Numbers pulled in with comma separation: `100,000

  • To get around this one, you can pull in your table as follows:
library(utils)
alldata <- read.table("alldata.csv", dec=",", stringsAsFactors=F)

##OR YOU CAN gsub()

alldata <- read.csv("alldata.csv", stringsAsFactors=F)
alldata$numbers <- as.numeric(gsub(",", "", alldata$numbers)

Asking Questions

  • In learning R I have asked a lot of questions.
  • In the beginning, I would send someone the following:
  • Why doesn't this work?
alldata <- unique(alldata)
alldata=as.data.frame(alldata, stringsAsFactors=FALSE)
names(alldata) <- str_replace_all(str_trim(names(alldata)), " ", "_")
alldata <- group_by(alldata, MDH_Lab_ID_Code, Sampler_Type, MPCA_Site_ID, Result, Units, CAS, Start_Run_Date, Study_Location, passive_active, Qstd_Volume, Primary_Occurence_Code, location_if_collocated, Year, Season, Flags_Text, Study_Year, MDL, Analyte) %>% summarise(Qualifier=paste(Qualifiers, collapse=","))
alldata$passive_active <- as.character(alldata$passive_active)
passives<- filter(alldata, passive_active %in% "passive") 
passivecalcs<- group_by(passives, CAS, Study_Location, Season) %>% summarise(passive_cal_mean=mean(Result, na.rm=T))
gasactives<- filter(alldata, Sampler_Type %in% "PAHs Air, HiVol XAD")
gasactives<- group_by(gasactives, CAS, Study_Location, Season) %>% summarise(gasactive_cal_mean=mean(Result, na.rm=T))
allconcentrations <- mutate(allconcentrations, Unified_Date = ifelse(Sampler_Type %in% "Passive", FirstoftheMonth, Start_Run_Date))
allconcentrations$FirstoftheMonth <- NULL
allconcentrations$Unified_Date <- as.POSIXct(strptime(allconcentrations$Unified_Date, format="%Y-%m-%d"), tz="GMT")
allconcentrations$Start_Run_Date <- as.POSIXct(strptime(allconcentrations$Start_Run_Date, format="%Y-%m-%d"), tz="GMT")

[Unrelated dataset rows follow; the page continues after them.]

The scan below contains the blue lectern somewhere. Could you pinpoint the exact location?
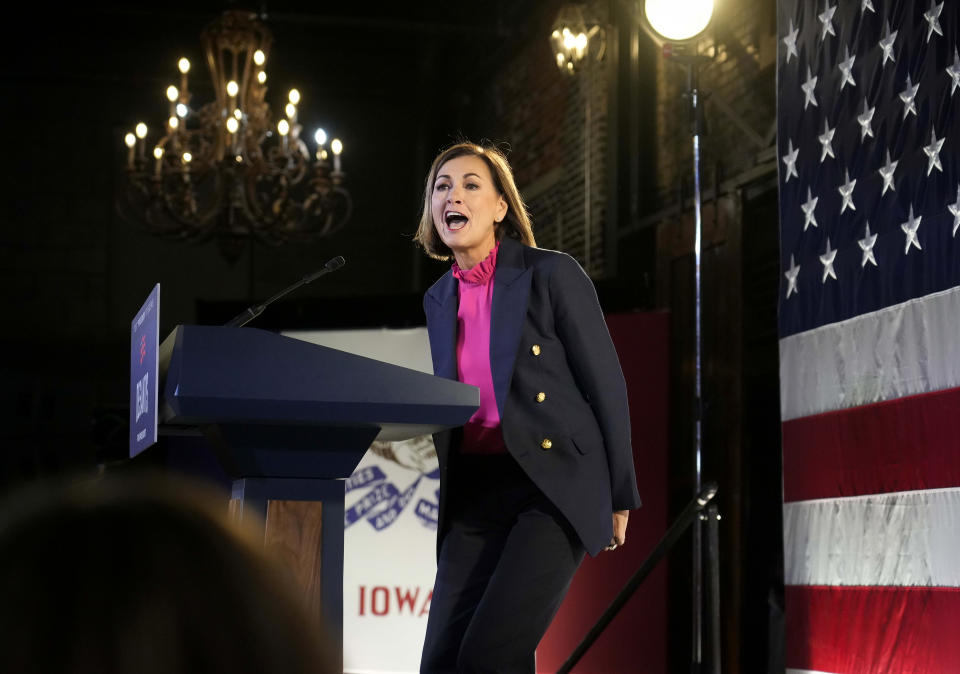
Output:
[159,325,479,652]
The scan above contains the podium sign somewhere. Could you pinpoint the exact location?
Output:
[130,283,160,459]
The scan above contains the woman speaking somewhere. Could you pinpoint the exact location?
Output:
[416,143,640,674]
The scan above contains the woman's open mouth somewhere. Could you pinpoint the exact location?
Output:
[443,211,467,232]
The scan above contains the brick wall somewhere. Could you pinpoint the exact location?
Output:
[488,0,609,276]
[655,0,776,206]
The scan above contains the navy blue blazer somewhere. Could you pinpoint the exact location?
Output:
[423,237,640,555]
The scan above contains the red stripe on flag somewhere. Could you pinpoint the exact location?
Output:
[785,585,960,674]
[783,389,960,502]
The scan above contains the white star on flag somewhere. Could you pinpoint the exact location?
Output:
[838,45,857,91]
[947,183,960,236]
[781,139,800,183]
[817,118,836,164]
[900,75,920,119]
[880,21,900,68]
[880,148,900,197]
[947,47,960,97]
[784,254,800,299]
[820,236,837,283]
[900,204,923,255]
[837,169,857,213]
[800,187,820,231]
[857,98,877,140]
[857,222,879,267]
[923,129,947,175]
[923,0,943,42]
[800,66,816,110]
[783,19,800,63]
[817,0,837,40]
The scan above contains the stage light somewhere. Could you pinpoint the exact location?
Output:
[639,0,714,45]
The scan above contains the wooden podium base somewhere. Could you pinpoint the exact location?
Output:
[230,477,344,660]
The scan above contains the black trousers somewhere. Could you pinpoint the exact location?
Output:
[420,455,585,674]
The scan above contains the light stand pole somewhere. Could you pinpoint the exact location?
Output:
[687,56,703,672]
[638,0,720,674]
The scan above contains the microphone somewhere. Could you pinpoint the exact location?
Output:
[224,255,347,328]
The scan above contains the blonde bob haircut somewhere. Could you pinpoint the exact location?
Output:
[413,142,537,260]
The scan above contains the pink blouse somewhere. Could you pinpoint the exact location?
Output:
[453,242,507,454]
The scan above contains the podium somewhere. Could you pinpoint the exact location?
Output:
[159,325,480,652]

Well, that's not fair. Who knows what I meant?

Here is a list of things to do before asking R-related questions

When asking a question send the following (Noone in the history of the world has ever done all of this)

  • example data
  • R version: Sys.info()
  • Operating system (if you are asking outside of your agency or group)
  • reproducible code
  • troubleshooting that you have already done.

Things I am working on right now in R

  • Making my scripts more generic to avoid capitalization errors and spelling mistakes.
  • Doing more with less typing.
  • Getting better at writing functions.
  • Checking my progress along the way.